In a hypomanic state, individuals experience similar symptoms and feelings to the ones seen during manic episodes, but it's important to note that they are milder in severity. Additionally, there are no psychotic features.

Between major depressive episodes and manic or hypomanic episodes, individuals usually have a relatively stable mood, which is often described as euthymia.

One way to understand these swings is by charting them on a graph. So let’s say the y-axis is mood, with mania and depression being on the far ends of the axis, and the x-axis is time. A neurotypical person (someone without a mental health disorder) might have normal ups and downs throughout their life, and they might even have some pretty serious lows once in a while, maybe after losing a job or moving to a new place and feeling lonely.

Now, the diagnosis of bipolar I disorder includes at least one manic episode, which may be preceded or followed by hypomanic or major depressive episodes.

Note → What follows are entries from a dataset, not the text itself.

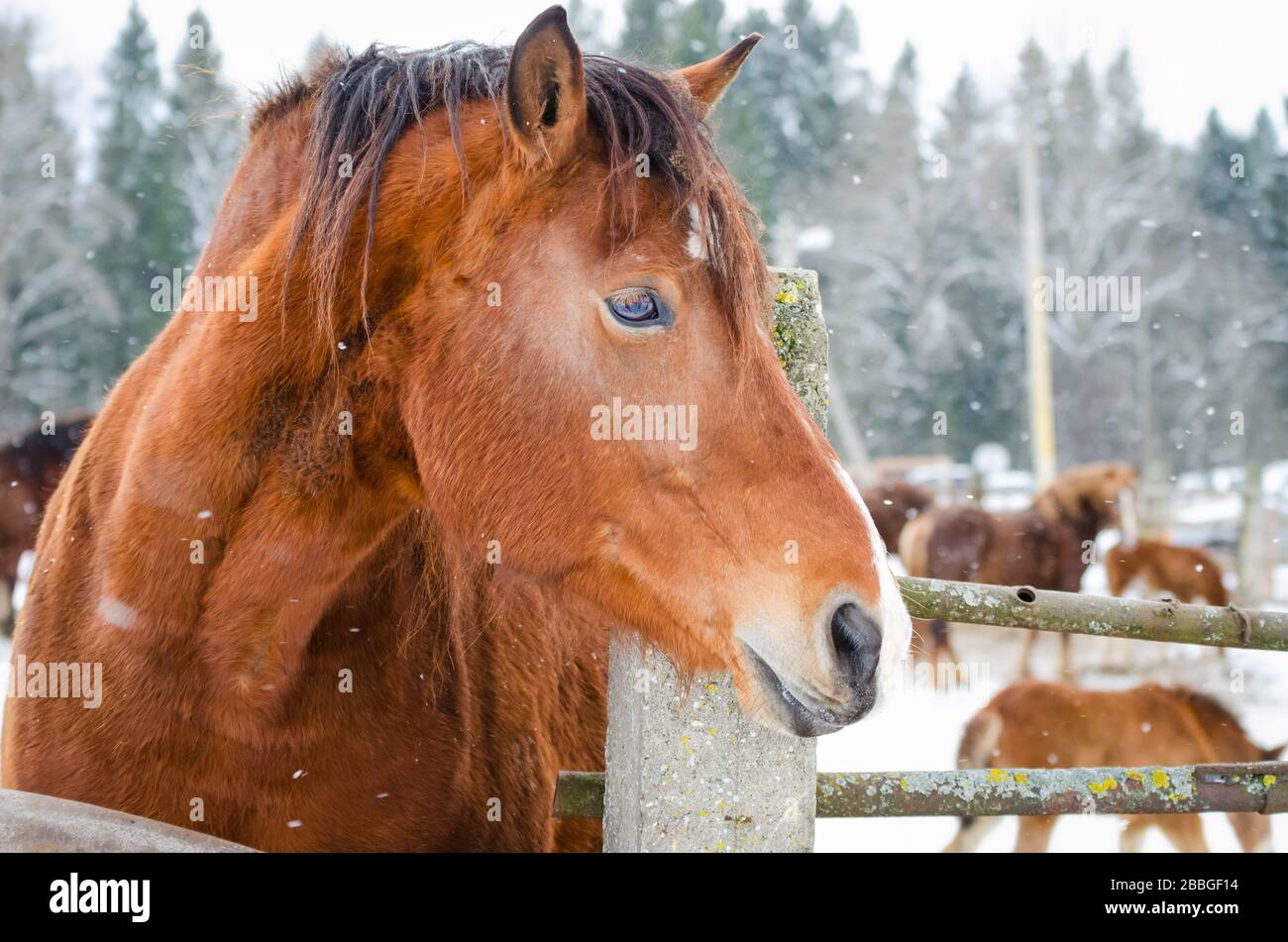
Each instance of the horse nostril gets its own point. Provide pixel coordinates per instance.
(858, 644)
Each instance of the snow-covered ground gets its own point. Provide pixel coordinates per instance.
(919, 730)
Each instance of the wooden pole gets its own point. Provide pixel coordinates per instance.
(687, 771)
(1038, 349)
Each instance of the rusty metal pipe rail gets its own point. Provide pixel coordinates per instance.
(1022, 606)
(1253, 786)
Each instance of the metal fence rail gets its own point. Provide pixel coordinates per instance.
(1022, 606)
(1253, 786)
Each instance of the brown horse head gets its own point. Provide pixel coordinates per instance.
(510, 313)
(565, 308)
(1087, 495)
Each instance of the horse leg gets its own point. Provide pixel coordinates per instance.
(943, 648)
(1185, 831)
(1026, 654)
(971, 834)
(1067, 658)
(1133, 834)
(1034, 834)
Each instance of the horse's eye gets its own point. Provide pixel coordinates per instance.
(638, 308)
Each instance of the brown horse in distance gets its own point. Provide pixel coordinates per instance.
(348, 564)
(1046, 546)
(1186, 573)
(1033, 725)
(31, 465)
(893, 504)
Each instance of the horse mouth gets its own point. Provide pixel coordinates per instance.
(802, 719)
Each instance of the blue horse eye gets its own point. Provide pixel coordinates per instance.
(635, 308)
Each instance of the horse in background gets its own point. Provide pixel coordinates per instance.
(1185, 573)
(1031, 725)
(349, 564)
(892, 506)
(31, 465)
(1046, 546)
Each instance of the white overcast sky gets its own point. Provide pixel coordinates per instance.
(1190, 54)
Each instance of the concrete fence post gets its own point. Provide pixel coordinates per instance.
(686, 770)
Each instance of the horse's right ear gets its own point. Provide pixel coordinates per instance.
(545, 90)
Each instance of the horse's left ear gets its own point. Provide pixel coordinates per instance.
(545, 90)
(707, 80)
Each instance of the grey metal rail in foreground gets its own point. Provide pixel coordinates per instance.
(1022, 606)
(31, 822)
(1253, 786)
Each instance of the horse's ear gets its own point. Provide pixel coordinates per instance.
(545, 89)
(707, 80)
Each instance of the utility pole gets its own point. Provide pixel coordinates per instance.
(1038, 349)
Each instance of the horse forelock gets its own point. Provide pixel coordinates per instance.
(364, 103)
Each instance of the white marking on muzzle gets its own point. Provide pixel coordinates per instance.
(896, 623)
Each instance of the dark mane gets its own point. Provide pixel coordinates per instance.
(362, 104)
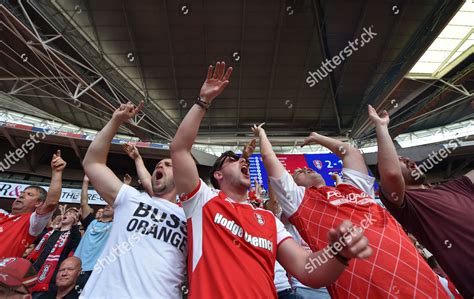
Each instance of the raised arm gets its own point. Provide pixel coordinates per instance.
(54, 191)
(272, 164)
(346, 241)
(85, 208)
(143, 175)
(391, 177)
(185, 173)
(470, 175)
(102, 177)
(350, 156)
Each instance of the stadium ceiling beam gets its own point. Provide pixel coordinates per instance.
(241, 64)
(305, 68)
(136, 54)
(276, 49)
(45, 9)
(317, 10)
(172, 59)
(14, 144)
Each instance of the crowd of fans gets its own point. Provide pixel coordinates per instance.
(184, 238)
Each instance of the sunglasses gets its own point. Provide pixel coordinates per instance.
(233, 157)
(302, 170)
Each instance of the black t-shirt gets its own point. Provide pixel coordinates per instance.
(441, 218)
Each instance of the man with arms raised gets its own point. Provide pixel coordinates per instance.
(145, 254)
(395, 268)
(234, 245)
(96, 234)
(31, 212)
(439, 217)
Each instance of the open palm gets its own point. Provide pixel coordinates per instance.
(217, 79)
(382, 119)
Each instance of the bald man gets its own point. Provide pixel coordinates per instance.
(66, 280)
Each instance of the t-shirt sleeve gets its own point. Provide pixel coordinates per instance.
(288, 194)
(38, 222)
(87, 221)
(194, 201)
(282, 233)
(405, 214)
(126, 193)
(462, 185)
(359, 180)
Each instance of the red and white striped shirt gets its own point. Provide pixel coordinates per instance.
(232, 246)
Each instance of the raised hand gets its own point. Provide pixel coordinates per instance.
(127, 111)
(378, 120)
(215, 82)
(249, 149)
(258, 129)
(62, 209)
(131, 150)
(57, 163)
(127, 179)
(349, 241)
(311, 139)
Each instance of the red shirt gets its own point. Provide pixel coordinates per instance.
(232, 246)
(17, 232)
(395, 268)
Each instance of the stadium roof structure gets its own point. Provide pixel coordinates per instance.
(76, 61)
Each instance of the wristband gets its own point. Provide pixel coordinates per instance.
(200, 102)
(343, 260)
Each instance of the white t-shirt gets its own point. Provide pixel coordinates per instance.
(291, 195)
(145, 254)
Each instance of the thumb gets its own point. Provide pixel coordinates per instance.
(332, 236)
(223, 85)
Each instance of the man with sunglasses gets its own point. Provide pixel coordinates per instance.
(233, 246)
(395, 269)
(439, 217)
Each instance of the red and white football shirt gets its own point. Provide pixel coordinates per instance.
(232, 246)
(17, 232)
(395, 268)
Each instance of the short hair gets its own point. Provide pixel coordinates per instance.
(43, 193)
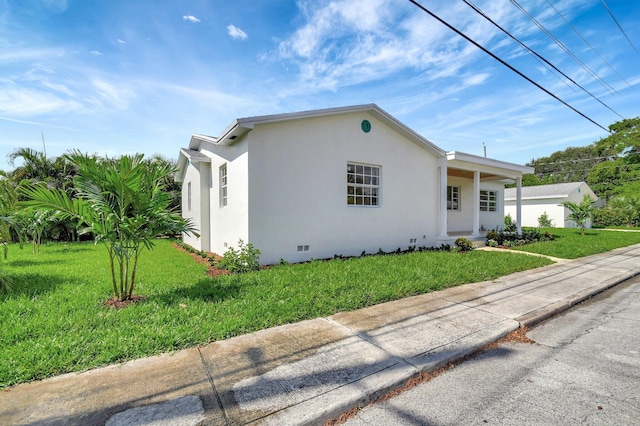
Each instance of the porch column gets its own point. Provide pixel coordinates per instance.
(519, 205)
(443, 199)
(476, 204)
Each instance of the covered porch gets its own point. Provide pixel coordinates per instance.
(472, 195)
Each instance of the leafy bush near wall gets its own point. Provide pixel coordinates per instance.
(462, 244)
(511, 239)
(244, 259)
(607, 217)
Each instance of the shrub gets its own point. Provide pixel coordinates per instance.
(244, 259)
(608, 217)
(464, 245)
(544, 221)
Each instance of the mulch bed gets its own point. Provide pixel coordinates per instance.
(212, 271)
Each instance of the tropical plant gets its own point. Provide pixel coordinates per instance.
(544, 221)
(122, 203)
(580, 213)
(628, 207)
(463, 245)
(509, 224)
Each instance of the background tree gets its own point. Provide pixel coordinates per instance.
(123, 203)
(580, 213)
(628, 207)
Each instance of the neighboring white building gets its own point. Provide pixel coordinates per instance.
(537, 200)
(338, 181)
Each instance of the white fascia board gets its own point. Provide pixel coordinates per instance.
(241, 126)
(475, 162)
(186, 156)
(197, 139)
(539, 197)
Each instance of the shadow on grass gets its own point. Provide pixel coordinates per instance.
(31, 262)
(30, 285)
(206, 290)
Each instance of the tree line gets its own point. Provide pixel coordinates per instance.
(610, 166)
(124, 203)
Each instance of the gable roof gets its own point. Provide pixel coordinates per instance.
(242, 126)
(558, 190)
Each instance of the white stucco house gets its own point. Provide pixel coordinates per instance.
(537, 200)
(339, 181)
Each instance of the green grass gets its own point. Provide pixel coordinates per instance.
(569, 244)
(54, 321)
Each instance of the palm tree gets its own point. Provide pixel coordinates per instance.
(121, 202)
(580, 213)
(627, 207)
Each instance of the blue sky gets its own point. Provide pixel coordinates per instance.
(120, 76)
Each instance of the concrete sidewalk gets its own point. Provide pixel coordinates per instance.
(309, 372)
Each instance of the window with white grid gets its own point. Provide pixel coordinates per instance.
(363, 185)
(223, 185)
(488, 201)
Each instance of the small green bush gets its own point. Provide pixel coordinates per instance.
(462, 244)
(244, 259)
(544, 221)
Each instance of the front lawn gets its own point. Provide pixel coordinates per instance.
(569, 244)
(54, 320)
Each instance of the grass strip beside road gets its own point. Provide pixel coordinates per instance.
(54, 321)
(568, 243)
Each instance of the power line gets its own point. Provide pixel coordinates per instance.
(586, 42)
(563, 47)
(619, 26)
(481, 13)
(461, 34)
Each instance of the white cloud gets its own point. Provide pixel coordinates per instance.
(17, 54)
(476, 79)
(117, 96)
(23, 102)
(191, 18)
(236, 33)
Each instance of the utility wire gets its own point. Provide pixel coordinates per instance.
(586, 42)
(619, 26)
(481, 13)
(461, 34)
(563, 47)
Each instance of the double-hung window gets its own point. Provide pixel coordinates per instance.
(488, 201)
(223, 185)
(363, 185)
(453, 198)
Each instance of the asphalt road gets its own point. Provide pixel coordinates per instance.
(584, 368)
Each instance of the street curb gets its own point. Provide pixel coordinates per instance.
(535, 317)
(418, 369)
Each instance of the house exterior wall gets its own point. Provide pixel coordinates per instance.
(532, 209)
(462, 220)
(297, 174)
(197, 208)
(229, 223)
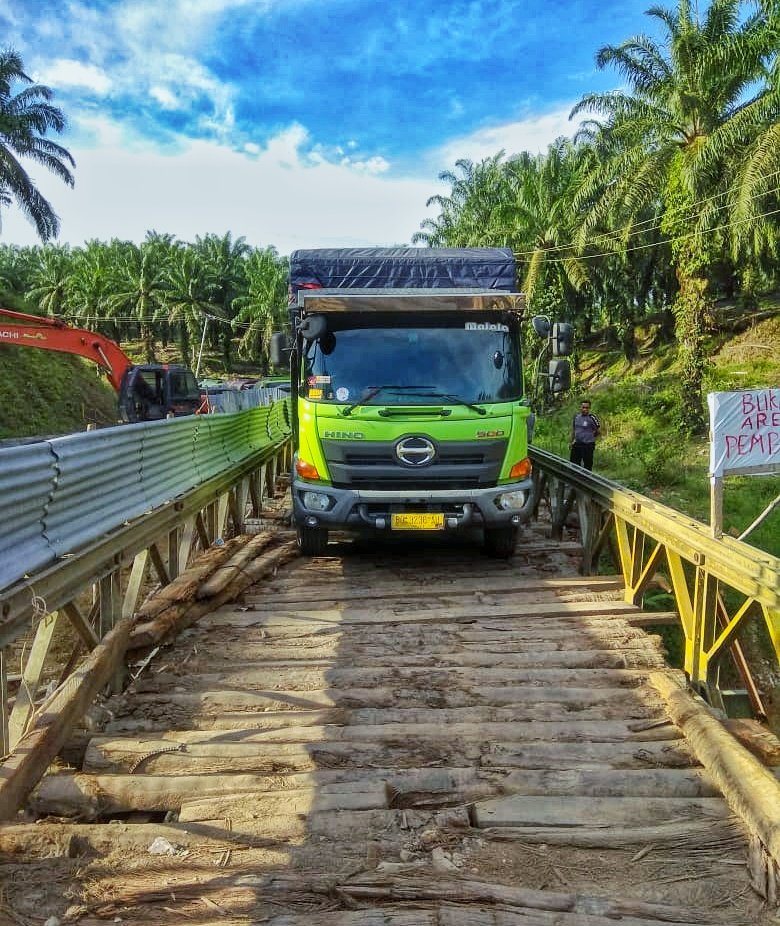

On the flip side, the diagnosis of bipolar II disorder includes at least one hypomanic and one major depressive episode, but no manic episodes.

Finally, the diagnosis of cyclothymic disorder is based on frequent hypomanic and depressive symptoms over a 2-year period, which are not as severe as the ones seen in bipolar I and bipolar II disorders. The symptoms must be present for at least half the time, meaning at least one year, and there shouldn’t be a period without symptoms for more than 2 months.

Now, sometimes, these conditions can be further described by additional clinical features, also known as specifiers.

For example, some individuals might have bipolar disorder with anxious distress, so they might complain of feeling restless or experiencing fear that something terrible might happen.